In [None]:
%pip install -qr requirements.txt # install

# Setup

Clone GitHub [repository](https://github.com/ultralytics/yolov5), install [dependencies](https://github.com/ultralytics/yolov5/blob/master/requirements.txt) and check PyTorch and GPU.

In [12]:
import torch
import utils
display = utils.notebook_init()  # checks

YOLOv5 🚀 v7.0-256-g5f4b022 Python-3.10.12 torch-2.1.1+cu121 CUDA:0 (NVIDIA GeForce RTX 3080, 12044MiB)

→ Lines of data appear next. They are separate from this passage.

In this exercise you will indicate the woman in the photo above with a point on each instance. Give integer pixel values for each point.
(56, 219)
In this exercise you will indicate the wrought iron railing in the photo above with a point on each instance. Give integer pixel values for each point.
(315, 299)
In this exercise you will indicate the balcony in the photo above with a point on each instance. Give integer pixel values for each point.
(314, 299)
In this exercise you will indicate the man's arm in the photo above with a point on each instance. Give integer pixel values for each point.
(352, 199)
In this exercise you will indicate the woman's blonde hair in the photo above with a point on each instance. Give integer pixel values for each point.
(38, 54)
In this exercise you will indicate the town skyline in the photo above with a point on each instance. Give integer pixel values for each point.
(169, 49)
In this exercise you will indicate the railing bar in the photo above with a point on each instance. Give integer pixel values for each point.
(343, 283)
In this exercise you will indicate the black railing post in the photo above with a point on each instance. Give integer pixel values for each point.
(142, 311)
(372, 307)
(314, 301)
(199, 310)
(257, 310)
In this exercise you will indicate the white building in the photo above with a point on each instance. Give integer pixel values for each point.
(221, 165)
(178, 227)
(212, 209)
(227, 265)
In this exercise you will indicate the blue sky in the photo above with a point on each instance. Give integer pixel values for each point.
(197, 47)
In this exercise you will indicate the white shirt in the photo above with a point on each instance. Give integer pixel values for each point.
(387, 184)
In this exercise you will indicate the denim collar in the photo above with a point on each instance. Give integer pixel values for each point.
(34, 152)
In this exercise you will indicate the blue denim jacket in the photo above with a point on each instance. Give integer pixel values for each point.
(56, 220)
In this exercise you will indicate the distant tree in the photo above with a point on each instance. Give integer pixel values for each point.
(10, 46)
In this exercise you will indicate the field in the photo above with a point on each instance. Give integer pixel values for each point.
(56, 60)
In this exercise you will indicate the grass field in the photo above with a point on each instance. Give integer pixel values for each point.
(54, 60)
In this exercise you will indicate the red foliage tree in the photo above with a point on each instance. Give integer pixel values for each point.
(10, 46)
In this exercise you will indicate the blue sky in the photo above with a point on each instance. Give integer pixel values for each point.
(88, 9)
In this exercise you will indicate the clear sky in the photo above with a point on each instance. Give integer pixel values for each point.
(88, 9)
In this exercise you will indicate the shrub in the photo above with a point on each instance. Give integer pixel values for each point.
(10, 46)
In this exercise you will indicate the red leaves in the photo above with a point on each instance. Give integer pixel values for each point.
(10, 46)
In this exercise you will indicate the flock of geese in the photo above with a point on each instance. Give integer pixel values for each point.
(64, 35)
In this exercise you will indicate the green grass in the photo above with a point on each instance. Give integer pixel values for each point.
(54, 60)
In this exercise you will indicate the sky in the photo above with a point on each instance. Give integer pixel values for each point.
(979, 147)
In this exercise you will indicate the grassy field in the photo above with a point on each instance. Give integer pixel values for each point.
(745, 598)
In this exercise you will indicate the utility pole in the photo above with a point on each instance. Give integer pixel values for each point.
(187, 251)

Setup complete ✅ (8 CPUs, 15.5 GB RAM, 395.0/437.5 GB disk)


# 1. Detect

`detect.py` runs YOLOv5 inference on a variety of sources, downloading models automatically from the [latest YOLOv5 release](https://github.com/ultralytics/yolov5/releases), and saving results to `runs/detect`. Example inference sources are:

```shell
python detect.py --source 0  # webcam
                          img.jpg  # image
                          vid.mp4  # video
                          screen  # screenshot
                          path/  # directory
                         'path/*.jpg'  # glob
                         'https://youtu.be/LNwODJXcvt4'  # YouTube
                         'rtsp://example.com/media.mp4'  # RTSP, RTMP, HTTP stream
```

In [1]:
!python detect.py --cfg models/yolov5s_quant.yaml --weights experiment_models/yolov5s_quant_pre.pt --img 640 --conf 0.25 --source data/images/zidane.jpg
# display.Image(filename='runs/detect/exp/zidane.jpg', width=600)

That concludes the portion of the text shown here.